KUDÜS'TEN SÜRÜLDÜLER
Romalılar, Yahudilere karşı baskıcı bir siyaset uyguladılar. İmparator Tiberius, 19'da Yahudileri bir kez daha Roma'dan kovdu. Romalılar, 62'de Yahudilere karşı ayaklandılar. Bölgeye gönderilen Vespasina isyanı bastırdı. Romalılar, Yahudilerin "İkinci Tapınağı"nı (Hirodes Tapınağı) 70'te ortadan kaldırdı. Bu olaydan sonra Yahudiler, Filistin'den sürüldü, birçoğu da Romalılar tarafından köleleştirildi.

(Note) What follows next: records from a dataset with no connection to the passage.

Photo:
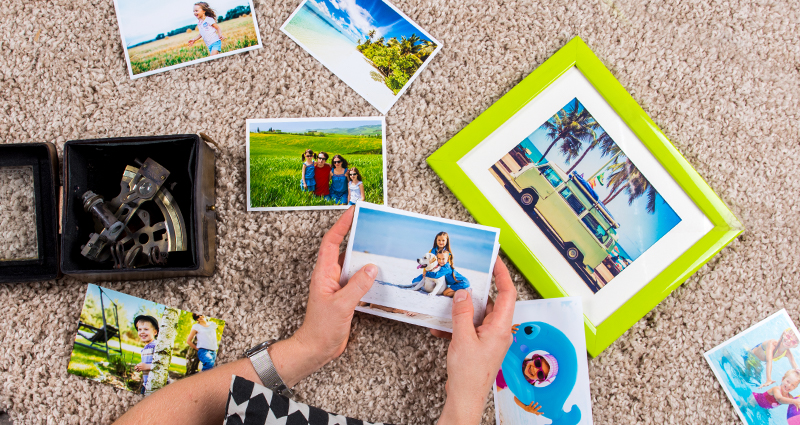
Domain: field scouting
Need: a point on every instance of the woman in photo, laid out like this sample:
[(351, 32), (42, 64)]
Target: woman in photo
[(322, 175), (307, 180), (208, 28), (355, 187), (339, 180)]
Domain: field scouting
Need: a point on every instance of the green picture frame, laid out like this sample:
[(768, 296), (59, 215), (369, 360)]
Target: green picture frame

Sürgündeki Yahudiler 115- 117'deki Kitos Savaşları'nda Mezopotamya, Mısır, Libya ve Kıbrıs'ta, Romalılara karşı ayaklandılar, ancak General Quietus isyanı bastırdı. Yahudiler Simon Bar Kohba önderliğinde Filistin'de 132'de ayaklanarak bölgede bir devlet kurdular. İmparator Hadrianus'un emriyle Filistin'e intikal eden Sextus Julius Severus isyanı bastırdı. İsyanın bastırılmasından sonra İmparator Hadrianus, Yahudileri takibata alıp Kudüs'e girmelerini yasakladı. Kudüs'e de Jüpiter'in onuruna bir pagan tapınağı inşa ettirdi.
Strasbourg katliamı.
ZORLA HIRİSTİYANLAŞTIRILDILAR
Hıristiyanlık döneminde Hz. İsa'nın ölümünden Yahudileri sorumlu tutan bir anlayış da olduğu için Yahudilere yönelik düşmanlık arttı. Hem Antakya hem de İstanbul Patriği olarak görev yapan, doğu ve batı kilise babası olarak kabul edilen Ioannis Hrisostomos, Antakya'daki görevi sırasında, Yahudi karşıtı sekiz vaazıyla ünlenmişti. Bu vaazlar dinleyicileri tarafından harfi harfine not edilip daha sonra elden ele dolaştı. 415-419 arasında Bizans topraklarında gerilim daha artmış ve Hatay yakınlarındaki Inmestar'da Hıristiyanlar Yahudiler'e saldırmıştı.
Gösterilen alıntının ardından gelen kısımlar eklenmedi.